Dessert? Don't mind if we do! A large, thick wedge of flan ($7), a classic Spanish/Latino creamy caramel pudding with a dark-caramel coating, was garnished with fresh raspberries, strawberries and blueberries. It was creamy, silken but dense, pure essence of dark-cooked sugar and creamy condensed milk. Espressos were almost as good as the other night, maybe just a bit more strong and bitter this time, but who's complaining?

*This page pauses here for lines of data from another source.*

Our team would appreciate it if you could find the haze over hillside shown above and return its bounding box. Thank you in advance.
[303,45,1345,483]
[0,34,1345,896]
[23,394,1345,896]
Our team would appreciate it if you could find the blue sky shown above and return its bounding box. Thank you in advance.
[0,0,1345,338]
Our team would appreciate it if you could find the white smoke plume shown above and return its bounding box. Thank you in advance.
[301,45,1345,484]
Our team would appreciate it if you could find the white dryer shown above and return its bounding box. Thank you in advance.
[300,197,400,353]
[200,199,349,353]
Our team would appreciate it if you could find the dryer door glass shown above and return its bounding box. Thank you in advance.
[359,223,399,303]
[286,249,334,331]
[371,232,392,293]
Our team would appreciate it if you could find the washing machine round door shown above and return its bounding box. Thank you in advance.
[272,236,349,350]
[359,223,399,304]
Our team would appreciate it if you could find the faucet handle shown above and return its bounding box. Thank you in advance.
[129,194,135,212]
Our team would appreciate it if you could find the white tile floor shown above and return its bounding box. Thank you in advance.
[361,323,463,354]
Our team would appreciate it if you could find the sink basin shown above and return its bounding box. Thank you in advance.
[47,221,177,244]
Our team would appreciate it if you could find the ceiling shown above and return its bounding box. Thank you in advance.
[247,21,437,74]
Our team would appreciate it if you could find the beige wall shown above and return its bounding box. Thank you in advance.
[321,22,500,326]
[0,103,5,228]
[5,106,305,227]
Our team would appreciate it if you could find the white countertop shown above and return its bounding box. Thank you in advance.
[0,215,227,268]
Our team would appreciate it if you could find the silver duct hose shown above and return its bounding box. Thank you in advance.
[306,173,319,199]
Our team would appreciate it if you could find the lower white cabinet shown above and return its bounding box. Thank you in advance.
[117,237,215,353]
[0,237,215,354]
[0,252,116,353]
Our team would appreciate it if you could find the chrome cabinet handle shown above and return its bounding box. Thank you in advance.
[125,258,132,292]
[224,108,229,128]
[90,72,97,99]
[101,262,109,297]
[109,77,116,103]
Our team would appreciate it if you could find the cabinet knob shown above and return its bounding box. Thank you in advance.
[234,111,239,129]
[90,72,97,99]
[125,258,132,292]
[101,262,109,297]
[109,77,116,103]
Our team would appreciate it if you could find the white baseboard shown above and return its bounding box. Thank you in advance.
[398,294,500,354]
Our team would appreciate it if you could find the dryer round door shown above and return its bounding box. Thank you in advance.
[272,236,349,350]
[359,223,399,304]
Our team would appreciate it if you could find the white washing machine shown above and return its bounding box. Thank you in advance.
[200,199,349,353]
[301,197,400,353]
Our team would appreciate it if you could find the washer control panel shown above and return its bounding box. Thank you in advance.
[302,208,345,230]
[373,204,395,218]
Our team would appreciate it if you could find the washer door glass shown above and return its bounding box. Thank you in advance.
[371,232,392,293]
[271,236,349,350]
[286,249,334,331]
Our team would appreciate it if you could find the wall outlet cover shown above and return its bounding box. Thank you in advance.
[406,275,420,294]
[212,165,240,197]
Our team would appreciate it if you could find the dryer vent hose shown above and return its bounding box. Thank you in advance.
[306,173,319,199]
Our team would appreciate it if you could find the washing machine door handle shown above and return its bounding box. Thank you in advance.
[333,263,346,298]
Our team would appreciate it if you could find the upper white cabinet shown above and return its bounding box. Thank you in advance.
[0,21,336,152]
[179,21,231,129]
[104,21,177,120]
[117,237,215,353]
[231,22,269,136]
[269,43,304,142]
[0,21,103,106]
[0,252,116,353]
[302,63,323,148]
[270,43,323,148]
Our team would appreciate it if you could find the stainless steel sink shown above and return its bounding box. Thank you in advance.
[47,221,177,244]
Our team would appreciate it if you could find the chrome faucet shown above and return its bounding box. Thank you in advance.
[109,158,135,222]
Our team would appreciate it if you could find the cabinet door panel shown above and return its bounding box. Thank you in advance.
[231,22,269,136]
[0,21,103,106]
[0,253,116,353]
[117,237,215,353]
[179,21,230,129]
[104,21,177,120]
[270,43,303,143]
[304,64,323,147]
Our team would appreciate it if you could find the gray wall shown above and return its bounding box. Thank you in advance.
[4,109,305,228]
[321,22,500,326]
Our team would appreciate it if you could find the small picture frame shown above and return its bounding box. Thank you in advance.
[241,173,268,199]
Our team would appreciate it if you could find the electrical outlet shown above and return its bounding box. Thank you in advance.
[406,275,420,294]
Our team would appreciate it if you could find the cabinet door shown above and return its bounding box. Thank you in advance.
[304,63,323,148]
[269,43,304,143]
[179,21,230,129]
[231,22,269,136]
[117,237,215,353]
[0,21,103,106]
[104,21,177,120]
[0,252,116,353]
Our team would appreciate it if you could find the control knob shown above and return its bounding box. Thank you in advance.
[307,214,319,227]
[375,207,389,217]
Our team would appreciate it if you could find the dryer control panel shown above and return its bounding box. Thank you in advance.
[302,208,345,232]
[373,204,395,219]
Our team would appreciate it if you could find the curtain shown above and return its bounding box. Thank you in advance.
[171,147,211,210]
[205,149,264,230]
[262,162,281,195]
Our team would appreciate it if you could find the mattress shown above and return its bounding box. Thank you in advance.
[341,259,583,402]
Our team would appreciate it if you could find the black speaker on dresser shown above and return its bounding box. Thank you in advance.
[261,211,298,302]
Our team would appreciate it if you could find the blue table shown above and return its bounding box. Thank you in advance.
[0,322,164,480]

With two Red Stripe beers ($4.50 each), this lighter meal came to $53.52, to which we added a $12 tip. $$$$

(June/July 2004)

ACCESSIBILITY: Grade-level entrance is accessible to wheelchair users, but patio tables may partially or completely block access from Bardstown Road, a small but troubling issue that should be easy to correct. Only the larger (unisex) restroom has a toilet equipped for disabled guests. Smoking is permitted in and around the bar, and some tables in the purported non-smoking area are within feet of smokers; smoking is permitted throughout the patio. Ask for seating in the room away from the bar if smoke is a concern.